Protocolo

Descubrir la pólvora e inventar los fuegos artificiales. Esconder los explosivos en un cofre bajo llave en la vieja casa de campo de los abuelos. Regalar la única llave a tu esposa y ante sus inquisitivas demandas de conocimiento acallar el murmullo con sexo, desmesuradas y experimentales prácticas.
De mutuo acuerdo pactáis en ese día del mes del primer año de vuestra relación parafrasear la manoseada 'siempre nos quedará París'. Con una pequeña neblina se van cubriendo los fuegos artificiales. La oscuridad y humedad van carcomiendo el cofre, hecho del que tú no tienes ni el más remoto conocimiento. Y al aterrizar en tierras ajenas, como por arte de magia, se invierten los papeles, pierdes la patente, la llave toma conciencia.
En el viaje de vuelta, apesadumbrado y todavía convaleciente le viene a la mente una pesadilla de su funesta infancia. Está en el patio del colegio, debajo del humilde porche con la pintura de color verde descascarillada que años después dejó paso al fastuoso polideportivo con ventanas de ojo de buey y olor a plástico. Es de noche. Un color naranja ilumina su cara. Está aterrado, quieto en medio de la nada, rígido. Se siente sólo. Busca en derredor cualquier cosa a la que aferrarse, pero no encuentra nada útil y eso aviva su miedo. Ahí afuera está lloviendo y de no ser por el porche estaría empapado. Se sentiría unido a esa lluvia y se vería en la obligación de llorar, de hacer lo que le dicen las nubes.
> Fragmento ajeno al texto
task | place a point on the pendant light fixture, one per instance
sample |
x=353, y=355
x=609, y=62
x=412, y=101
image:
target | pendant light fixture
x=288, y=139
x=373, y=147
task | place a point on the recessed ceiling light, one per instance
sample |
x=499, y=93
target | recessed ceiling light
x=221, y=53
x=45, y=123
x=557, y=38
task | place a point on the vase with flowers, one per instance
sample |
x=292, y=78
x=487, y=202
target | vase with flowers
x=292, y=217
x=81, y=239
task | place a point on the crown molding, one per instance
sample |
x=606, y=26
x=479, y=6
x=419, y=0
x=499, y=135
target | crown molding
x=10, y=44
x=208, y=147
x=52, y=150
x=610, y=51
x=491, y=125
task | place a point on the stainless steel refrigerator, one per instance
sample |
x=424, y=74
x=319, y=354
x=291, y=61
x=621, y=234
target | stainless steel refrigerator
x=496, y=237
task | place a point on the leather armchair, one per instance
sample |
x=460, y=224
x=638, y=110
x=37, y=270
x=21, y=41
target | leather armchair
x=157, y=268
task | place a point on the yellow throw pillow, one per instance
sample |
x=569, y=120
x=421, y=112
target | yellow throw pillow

Sus nuevas amigas.
Ahora miraba con arrogancia por la ventanilla del avión. Esa escapada había supuesto más de lo que imaginaba su esposa. La llave había perdido su poder hace mucho tiempo. Era tan solo un símbolo con el que malinterpretar a su antojo la relación con su mujer.
Nada más regresar, él mismo y ayudado por un zapato destrozó el cofre, con rabia. Como vengándose de aquel maldito porche.